Ultimately, for us, the benefits outweighed the drawbacks:

Bennies

 

  1. No database back-end, meaning reduced security threats and reduced hosting complexity. We’re able to host for free on GitHub Pages.
  2. A highly-performant framework.
  3. Ease of deployment.
  4. Efficient for our workflow as it is developer oriented.
  5. Inertia.
Man pushing a rock: inertia

Drawbacks

  1. Requires Ruby ecosystem competency which often presents the need to acquire new skills for Drupalers.
  2. Requires developer-level skills to update.
  3. Not as robust of an ecosystem as Drupal for example.
    1. Example: When we were dissatisfied with our comment options, we built our own server on guess what, a different framework. This took us time and is less feature-rich than what we’d get with Drupal out of the box.

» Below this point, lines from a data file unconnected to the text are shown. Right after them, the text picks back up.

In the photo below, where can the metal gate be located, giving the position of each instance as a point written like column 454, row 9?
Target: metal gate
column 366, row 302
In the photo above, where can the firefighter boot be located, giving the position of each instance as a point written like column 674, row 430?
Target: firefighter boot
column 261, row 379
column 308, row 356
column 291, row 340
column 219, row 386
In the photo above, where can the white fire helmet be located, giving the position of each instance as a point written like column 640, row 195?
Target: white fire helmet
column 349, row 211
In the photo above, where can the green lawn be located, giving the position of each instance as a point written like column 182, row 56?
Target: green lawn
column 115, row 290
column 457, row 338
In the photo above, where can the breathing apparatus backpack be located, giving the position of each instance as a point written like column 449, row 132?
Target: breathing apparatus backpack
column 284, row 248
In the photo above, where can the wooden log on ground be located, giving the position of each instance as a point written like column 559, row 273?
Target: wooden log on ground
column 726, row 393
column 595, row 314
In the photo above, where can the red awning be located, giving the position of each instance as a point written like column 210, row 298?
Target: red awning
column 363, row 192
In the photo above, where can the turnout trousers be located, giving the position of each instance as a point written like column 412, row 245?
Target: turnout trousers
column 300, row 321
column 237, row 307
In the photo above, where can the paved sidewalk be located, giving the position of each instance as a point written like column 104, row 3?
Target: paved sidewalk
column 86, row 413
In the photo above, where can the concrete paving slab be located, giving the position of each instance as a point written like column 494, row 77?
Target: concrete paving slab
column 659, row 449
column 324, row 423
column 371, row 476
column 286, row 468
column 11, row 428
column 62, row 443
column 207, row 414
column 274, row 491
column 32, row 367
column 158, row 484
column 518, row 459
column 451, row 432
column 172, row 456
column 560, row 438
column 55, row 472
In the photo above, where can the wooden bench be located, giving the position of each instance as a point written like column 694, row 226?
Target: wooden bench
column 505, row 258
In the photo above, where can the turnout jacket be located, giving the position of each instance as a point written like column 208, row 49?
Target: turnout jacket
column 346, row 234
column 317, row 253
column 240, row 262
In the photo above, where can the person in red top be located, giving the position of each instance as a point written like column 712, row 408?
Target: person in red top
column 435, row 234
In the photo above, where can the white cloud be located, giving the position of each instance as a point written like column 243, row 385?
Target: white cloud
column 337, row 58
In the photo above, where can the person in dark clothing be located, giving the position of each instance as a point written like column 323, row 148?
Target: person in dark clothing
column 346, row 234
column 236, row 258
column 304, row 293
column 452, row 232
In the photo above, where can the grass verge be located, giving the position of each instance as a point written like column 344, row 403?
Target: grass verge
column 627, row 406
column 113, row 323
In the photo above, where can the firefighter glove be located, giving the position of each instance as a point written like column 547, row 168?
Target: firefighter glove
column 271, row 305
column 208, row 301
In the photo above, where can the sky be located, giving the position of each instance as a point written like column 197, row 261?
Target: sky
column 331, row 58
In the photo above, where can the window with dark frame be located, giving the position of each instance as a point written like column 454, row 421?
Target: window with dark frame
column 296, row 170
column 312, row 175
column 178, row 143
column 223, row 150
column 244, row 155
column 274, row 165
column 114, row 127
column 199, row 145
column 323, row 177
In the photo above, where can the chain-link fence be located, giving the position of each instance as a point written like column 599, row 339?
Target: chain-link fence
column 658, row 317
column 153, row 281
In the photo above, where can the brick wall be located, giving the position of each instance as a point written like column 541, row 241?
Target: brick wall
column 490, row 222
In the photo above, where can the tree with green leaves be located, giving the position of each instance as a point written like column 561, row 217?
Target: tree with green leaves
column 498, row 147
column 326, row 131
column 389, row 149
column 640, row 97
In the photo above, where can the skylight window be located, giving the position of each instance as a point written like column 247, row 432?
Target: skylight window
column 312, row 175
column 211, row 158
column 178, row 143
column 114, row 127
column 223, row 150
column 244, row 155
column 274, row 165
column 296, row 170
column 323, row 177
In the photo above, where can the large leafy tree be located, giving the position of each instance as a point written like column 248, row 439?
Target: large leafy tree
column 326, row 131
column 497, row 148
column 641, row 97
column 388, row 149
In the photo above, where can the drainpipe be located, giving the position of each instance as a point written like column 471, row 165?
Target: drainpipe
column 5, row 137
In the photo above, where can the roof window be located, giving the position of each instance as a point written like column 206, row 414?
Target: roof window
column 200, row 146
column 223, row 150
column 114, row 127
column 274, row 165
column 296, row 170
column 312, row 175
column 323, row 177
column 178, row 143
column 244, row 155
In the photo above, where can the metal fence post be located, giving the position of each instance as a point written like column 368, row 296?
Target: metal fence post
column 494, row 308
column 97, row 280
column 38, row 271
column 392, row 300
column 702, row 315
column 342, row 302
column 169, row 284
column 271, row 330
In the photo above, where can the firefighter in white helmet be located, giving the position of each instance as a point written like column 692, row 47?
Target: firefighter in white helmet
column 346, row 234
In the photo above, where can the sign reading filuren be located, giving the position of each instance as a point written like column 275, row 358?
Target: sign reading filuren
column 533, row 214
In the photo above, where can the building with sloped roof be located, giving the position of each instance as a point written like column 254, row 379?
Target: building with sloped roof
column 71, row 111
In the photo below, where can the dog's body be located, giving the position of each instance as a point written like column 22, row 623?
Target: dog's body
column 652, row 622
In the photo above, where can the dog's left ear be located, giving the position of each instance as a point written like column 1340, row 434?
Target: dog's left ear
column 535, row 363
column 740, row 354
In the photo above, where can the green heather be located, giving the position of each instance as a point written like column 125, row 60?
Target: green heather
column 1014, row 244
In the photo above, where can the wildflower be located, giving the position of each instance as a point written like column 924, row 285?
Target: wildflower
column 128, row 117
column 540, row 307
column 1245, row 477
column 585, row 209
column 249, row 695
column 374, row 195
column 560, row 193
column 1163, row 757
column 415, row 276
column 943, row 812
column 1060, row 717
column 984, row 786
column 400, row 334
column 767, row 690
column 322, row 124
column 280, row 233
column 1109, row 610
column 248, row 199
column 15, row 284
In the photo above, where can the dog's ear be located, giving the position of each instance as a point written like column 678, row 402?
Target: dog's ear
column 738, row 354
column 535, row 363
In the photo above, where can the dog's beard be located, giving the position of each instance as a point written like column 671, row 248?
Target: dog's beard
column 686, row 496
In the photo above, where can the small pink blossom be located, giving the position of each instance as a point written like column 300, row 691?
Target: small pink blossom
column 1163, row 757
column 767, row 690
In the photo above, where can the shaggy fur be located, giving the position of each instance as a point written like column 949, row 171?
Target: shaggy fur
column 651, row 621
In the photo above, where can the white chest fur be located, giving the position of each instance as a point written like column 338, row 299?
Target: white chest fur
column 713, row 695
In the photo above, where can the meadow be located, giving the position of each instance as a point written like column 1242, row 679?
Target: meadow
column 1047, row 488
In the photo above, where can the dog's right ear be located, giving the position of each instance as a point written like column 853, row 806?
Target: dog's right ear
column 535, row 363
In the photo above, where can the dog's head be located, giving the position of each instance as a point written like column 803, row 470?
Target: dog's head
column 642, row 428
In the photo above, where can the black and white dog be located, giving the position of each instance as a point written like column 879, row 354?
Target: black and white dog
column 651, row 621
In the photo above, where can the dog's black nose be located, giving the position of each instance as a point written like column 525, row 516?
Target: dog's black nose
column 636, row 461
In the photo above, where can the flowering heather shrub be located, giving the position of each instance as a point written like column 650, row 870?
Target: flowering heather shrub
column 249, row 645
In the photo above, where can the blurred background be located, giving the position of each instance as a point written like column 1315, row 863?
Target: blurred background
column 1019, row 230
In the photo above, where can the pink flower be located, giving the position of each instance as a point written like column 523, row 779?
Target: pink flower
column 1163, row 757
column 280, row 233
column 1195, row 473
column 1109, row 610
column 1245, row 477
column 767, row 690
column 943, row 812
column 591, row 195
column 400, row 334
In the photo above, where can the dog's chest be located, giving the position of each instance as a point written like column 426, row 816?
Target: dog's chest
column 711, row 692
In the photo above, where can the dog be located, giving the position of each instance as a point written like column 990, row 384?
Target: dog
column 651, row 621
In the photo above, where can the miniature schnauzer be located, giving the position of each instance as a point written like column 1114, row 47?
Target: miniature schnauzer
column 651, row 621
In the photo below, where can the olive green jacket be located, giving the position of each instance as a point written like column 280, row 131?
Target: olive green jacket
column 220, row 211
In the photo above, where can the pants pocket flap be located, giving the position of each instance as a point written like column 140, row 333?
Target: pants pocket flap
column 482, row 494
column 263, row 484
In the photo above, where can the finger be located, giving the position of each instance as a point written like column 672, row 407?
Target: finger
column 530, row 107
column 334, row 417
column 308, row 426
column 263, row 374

These drawbacks, though not without their costs, are also opportunities for us to be a part of the broader web ecosystem and learn. The more exposure to best-practices and other frameworks, the more we can borrow from and employ them in our work, though it is an investment to develop the expertise.

Jekyll works for us since the team of savvy Savasians is comfortable rapidly learning a new workflow to publish updates to our website. Additionally our website needs are relatively simple, certainly compared to the needs of many of our partners. Our partners often have personnel with a wide range of technical training and often require sophisticated content models, granular authentication and permissions, advanced content publishing workflows among many other common needs for which a modular ecosystem of plugins like Drupal’s would be better suited.

Alongside Jekyll, we used Hologram developed by Trulia for our style guide. It proved to be a great workflow for our designer, front-end developer and myself to interact efficiently and see updated results in the browser rapidly.

Timing

And today… Today we celebrate our independ… no - we celebrate our redesigned website launch and the Drupalcon Baltimore kickoff simultaneously! Coincidence? Of course not! However, I would like to give a shoutout to my entire team for making this happen on a tight schedule and an extra big-ups to Anne and Oksana who put in extra hours in the weeks leading up to make today possible. It was fun to be a part of the building process again; I found myself feverishly reloading the site every time new code was pushed up, which was often many, many times a day.